The constant drive for "more" not only made collapse inevitable, it made the Idiocracy inevitable as well
"capitalism is a revolutionary force, it commodifies everything, human beings and the natural world - which it exploits for profit until exhaustion or collapse"
[Chris Hedges, Oct. 10, 2011]
A Stagnant Monoculture The drive for more turned human beings into undifferentiated robots
Mass production is the critical driver of the Industrial Age. In order to mass produce something, it first needs to be conformed and standardized, so that each resulting "widget" is identical.
At each stage of the mass production process, the factors of production - materials and labour - therefore must be likewise conformed in order to enable the scalability of production.
Hence it should come as no surprise, that human beings along the way, not only worked on the corporate assembly line, they became the corporate assembly line. Conformity was critical to efficiency.
Meanwhile, the commodification process requires ever-greater "simplification". A task which is time consuming and complex is eventually "re-engineered" and otherwise broken down into minute sub-tasks, each of which is inherently facile, rote and mechanized.
Human beings were put through this same process in these past decades. Craftsmanship and skills that were critical to previous generations were eventually whittled away, leaving behind an ever-less capable generation of descendants. My grandfather could strip and rebuild an engine. My father could repair an engine. I can change the oil. My kids can turn the key to start the motor.
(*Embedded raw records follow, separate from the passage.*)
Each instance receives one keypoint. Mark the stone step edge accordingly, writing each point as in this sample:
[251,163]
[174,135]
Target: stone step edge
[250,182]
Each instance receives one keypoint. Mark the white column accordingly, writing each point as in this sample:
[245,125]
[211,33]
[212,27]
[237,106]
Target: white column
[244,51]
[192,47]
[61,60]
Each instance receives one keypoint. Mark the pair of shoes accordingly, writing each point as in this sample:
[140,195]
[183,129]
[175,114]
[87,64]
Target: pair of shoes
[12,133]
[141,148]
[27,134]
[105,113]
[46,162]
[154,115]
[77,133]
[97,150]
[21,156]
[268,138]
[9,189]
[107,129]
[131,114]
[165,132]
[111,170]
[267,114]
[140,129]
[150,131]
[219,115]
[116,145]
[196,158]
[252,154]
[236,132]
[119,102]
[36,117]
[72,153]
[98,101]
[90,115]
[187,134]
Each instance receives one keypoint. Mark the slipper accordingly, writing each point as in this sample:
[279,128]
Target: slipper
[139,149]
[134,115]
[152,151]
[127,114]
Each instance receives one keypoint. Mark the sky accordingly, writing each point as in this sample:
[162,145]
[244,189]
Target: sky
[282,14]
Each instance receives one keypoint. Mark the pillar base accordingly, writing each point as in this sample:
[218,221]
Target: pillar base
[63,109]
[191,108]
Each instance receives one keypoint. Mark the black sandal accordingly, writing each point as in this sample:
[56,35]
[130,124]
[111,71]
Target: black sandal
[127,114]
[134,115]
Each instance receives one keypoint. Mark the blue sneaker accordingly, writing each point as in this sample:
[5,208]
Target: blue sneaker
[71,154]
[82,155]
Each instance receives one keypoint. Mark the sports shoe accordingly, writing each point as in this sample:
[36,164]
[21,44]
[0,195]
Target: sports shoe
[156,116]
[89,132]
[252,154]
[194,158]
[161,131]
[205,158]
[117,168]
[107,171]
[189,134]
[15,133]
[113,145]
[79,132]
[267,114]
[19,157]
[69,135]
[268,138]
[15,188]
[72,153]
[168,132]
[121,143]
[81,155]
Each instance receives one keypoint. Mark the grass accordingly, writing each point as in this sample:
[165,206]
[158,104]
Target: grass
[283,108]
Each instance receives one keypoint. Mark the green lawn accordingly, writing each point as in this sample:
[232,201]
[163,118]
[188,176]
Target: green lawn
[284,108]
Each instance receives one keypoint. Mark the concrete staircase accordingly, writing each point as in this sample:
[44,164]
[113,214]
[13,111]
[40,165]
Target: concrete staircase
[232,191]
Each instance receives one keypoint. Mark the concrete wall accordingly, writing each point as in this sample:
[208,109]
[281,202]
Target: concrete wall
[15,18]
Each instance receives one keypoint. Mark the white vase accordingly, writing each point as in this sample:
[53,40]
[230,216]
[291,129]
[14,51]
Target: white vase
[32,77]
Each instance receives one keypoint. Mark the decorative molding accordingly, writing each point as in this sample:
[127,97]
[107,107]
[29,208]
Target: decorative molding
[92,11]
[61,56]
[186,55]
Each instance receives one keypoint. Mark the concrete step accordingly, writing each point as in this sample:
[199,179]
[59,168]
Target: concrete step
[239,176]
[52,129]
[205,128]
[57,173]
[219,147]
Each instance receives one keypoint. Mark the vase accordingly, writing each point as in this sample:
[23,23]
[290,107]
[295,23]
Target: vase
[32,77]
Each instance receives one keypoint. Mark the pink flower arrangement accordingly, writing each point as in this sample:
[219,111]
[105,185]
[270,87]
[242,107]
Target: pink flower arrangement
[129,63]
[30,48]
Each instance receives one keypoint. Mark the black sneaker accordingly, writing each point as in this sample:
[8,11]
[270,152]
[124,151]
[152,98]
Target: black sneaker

More: The Genesis of the Idiocracy
Junk culture is merely dumbed down entertainment built to suit a generation that doesn't want to know anything, increasingly doesn't need to know anything, and worse yet, is increasingly incapable of knowing anything.
The Idiocracy was the inevitable result of "more". Undifferentiated human widgets who perform a single routine function and otherwise have no other capability or knowledge.